May 15, 2025
Automating Data Pipelines with Data Sync
In the Getting Started tutorial, you connected a single data source. Now it is time to go further — build automated pipelines that transform, schedule, and monitor data flows across multiple sources.
What You Will Learn
- How to chain multiple sync jobs into a pipeline
- How to add transformations between source and destination
- How to set up error handling and retry logic
- How to monitor pipeline health with alerts
Prerequisites
- Two or more data sources connected in Data Sync
- Completed the Getting Started with Data Sync tutorial
Step 1: Create a Pipeline
In Data Sync, click Pipelines > + New Pipeline. A pipeline is a sequence of sync jobs that run in order, with optional transformations between steps.
Name your pipeline — for example, "Daily Sales ETL" — and add your first step by selecting a connector.
Step 2: Add Transformations
Between the source and Data Hub, you can add transformation steps:
- Field mapping — rename columns to match your data model
- Filtering — exclude records that do not meet criteria
- Enrichment — join data from a second source (e.g., add customer names to order IDs)

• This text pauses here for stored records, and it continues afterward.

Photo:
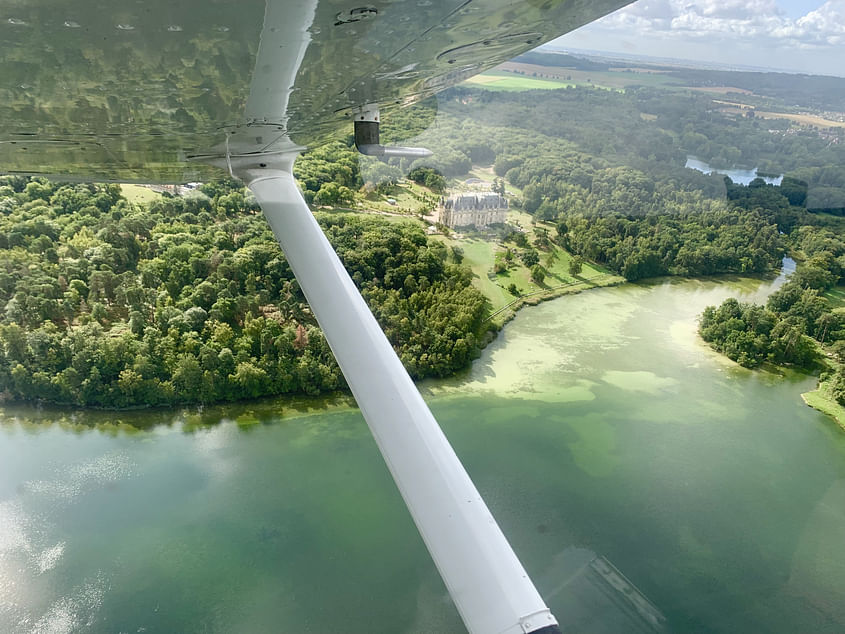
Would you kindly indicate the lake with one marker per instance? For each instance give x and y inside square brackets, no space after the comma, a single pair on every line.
[647,484]
[738,176]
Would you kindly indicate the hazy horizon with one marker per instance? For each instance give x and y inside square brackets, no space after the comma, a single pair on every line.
[798,36]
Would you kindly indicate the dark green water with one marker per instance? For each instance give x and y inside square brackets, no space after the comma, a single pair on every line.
[597,428]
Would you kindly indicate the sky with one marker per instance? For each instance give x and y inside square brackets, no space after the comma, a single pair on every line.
[797,35]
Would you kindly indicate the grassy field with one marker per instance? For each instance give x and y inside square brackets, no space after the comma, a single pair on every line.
[496,80]
[610,79]
[482,255]
[823,401]
[409,197]
[139,194]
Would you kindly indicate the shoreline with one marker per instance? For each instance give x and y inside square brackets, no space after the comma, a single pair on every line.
[821,401]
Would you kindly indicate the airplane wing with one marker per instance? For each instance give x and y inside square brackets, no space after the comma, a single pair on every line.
[136,91]
[156,91]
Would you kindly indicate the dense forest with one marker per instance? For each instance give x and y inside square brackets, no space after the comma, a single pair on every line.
[109,303]
[797,326]
[191,300]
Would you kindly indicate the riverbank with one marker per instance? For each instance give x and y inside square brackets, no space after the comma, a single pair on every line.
[823,401]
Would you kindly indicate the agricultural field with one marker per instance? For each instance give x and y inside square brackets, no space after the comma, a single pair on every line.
[802,119]
[497,80]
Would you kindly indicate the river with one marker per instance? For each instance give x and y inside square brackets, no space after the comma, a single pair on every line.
[738,176]
[647,484]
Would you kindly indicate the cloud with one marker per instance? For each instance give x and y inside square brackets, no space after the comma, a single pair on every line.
[758,22]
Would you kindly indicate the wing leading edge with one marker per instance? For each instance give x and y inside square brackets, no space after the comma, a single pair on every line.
[131,91]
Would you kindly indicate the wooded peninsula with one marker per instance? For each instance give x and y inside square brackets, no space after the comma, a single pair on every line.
[109,301]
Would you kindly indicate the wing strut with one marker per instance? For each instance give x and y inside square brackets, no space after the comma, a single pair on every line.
[483,575]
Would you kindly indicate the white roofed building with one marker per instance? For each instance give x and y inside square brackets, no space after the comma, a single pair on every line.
[475,208]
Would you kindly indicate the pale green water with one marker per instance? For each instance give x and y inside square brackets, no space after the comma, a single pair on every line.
[597,425]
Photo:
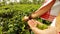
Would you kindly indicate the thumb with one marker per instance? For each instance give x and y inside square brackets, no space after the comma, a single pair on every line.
[33,27]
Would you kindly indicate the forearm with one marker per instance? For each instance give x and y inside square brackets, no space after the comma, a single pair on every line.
[44,8]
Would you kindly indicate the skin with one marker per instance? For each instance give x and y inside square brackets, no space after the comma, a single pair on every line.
[44,8]
[50,30]
[32,23]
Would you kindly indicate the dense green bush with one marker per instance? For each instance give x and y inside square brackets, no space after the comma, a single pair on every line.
[11,18]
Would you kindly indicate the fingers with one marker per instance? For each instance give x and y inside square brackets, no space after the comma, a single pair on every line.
[32,23]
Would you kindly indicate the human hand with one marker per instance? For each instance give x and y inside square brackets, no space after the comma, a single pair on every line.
[50,30]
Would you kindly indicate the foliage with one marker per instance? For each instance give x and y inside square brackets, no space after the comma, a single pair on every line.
[11,18]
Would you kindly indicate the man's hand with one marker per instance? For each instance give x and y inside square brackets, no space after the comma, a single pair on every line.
[32,23]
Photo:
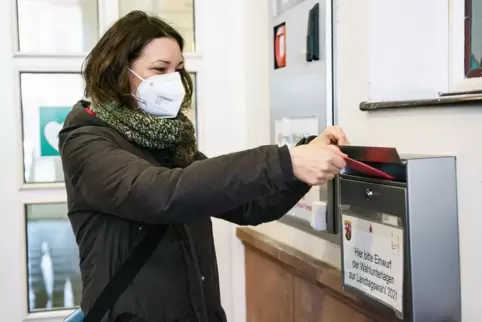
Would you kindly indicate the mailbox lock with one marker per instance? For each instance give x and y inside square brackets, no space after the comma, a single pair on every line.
[368,194]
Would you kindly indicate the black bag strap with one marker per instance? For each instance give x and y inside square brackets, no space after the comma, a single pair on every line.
[126,274]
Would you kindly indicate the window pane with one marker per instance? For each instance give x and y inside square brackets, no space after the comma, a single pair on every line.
[473,38]
[53,259]
[43,116]
[178,13]
[57,26]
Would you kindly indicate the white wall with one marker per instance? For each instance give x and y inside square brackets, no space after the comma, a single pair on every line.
[450,130]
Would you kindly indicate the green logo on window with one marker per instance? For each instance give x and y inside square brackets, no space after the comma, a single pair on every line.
[51,122]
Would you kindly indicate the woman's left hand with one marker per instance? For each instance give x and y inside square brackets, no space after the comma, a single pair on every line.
[331,135]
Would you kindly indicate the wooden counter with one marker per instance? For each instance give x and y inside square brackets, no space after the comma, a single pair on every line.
[286,285]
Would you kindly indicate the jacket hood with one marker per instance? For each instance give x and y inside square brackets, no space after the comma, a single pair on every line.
[78,118]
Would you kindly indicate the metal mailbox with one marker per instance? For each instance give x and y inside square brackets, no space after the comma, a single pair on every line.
[400,243]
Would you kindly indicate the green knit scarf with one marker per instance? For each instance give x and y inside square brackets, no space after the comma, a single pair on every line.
[154,133]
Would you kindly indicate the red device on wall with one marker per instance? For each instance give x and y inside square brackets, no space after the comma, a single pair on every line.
[280,46]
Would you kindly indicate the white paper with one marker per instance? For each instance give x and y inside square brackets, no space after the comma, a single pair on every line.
[289,131]
[373,260]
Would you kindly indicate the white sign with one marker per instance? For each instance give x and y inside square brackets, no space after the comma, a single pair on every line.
[373,260]
[289,131]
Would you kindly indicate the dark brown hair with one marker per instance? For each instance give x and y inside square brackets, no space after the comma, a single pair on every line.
[104,70]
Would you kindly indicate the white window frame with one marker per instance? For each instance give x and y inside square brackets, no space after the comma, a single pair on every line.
[458,81]
[47,193]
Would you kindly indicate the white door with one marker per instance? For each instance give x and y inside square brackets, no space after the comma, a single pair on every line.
[43,46]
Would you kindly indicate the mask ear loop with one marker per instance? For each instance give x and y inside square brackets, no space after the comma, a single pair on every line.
[142,79]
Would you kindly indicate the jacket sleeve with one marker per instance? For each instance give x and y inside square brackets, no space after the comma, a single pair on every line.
[116,182]
[268,208]
[271,207]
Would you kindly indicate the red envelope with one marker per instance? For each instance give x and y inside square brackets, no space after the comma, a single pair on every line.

- Aggregation — pre-compute sums, averages, or counts
- Deduplication — remove duplicate records based on key fields
Pipeline: Daily Sales ETL
──────────────────────
Step 1: Pull orders from PostgreSQL
Step 2: Filter where status = "completed"

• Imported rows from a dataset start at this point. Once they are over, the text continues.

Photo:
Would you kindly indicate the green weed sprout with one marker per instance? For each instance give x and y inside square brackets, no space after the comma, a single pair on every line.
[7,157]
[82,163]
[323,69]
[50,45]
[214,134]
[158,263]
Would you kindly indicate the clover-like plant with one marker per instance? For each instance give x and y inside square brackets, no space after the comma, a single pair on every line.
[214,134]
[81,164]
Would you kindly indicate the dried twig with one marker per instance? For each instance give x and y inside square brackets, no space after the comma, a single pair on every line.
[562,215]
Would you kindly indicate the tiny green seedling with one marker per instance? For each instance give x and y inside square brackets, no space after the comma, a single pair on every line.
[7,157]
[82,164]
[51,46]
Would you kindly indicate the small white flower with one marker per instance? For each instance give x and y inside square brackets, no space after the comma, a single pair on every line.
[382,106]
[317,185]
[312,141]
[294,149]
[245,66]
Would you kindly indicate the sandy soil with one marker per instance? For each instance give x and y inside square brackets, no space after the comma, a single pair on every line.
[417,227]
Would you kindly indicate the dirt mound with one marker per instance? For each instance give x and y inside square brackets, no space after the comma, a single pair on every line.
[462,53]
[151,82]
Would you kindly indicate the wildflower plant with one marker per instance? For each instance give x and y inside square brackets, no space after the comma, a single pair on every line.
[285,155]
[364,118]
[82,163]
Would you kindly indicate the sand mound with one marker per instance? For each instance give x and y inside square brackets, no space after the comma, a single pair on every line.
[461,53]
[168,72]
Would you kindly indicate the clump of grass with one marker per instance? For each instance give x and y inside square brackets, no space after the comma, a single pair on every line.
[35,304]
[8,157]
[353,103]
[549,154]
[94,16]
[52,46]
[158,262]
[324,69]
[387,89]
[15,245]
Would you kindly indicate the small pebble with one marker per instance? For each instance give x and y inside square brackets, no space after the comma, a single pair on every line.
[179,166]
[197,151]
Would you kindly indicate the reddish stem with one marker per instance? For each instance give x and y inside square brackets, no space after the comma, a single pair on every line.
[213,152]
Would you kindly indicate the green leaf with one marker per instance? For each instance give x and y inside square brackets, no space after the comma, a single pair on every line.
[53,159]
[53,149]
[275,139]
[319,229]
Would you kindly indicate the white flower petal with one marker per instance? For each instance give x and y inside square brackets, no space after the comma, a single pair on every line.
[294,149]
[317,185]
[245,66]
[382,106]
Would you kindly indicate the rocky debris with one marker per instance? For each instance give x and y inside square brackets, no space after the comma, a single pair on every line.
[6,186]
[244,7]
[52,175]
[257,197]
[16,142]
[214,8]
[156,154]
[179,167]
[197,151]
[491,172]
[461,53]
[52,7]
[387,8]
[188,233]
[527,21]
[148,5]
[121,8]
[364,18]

Step 3: Enrich with customer data from Salesforce
Step 4: Aggregate daily revenue by region
Step 5: Load into Data Hub
Step 3: Schedule the Pipeline
Click Schedule to set when the pipeline runs:
- Cron expression — for precise control (e.g.,
0 6 * * *for 6 AM daily) - Simple scheduler — every N hours/minutes
- Event-triggered — run when new data arrives in a source
Tip: For pipelines that depend on each other, use Pipeline Chaining — Pipeline B starts automatically when Pipeline A completes successfully.
Step 4: Configure Error Handling
Pipelines can fail — network timeouts, schema changes, rate limits. Configure resilience:
- Retry policy: 3 attempts with exponential backoff
- Partial failure: continue processing remaining records if some fail
- Dead letter queue: failed records are saved for manual review
- Alert on failure: email or Slack notification when a pipeline step fails
Step 5: Monitor Pipeline Health
The Pipeline Dashboard shows:
- Run history with success/failure status
- Records processed per run
- Average execution time and trends
- Error rates and common failure reasons
Set up an Agent Gateway agent to monitor pipeline health and alert you when performance degrades or error rates spike.
Conclusion
You now have robust, automated data pipelines that transform, schedule, and self-heal. This is the foundation for reliable data intelligence — every dashboard, AI query, and agent depends on clean, timely data flowing through your pipelines.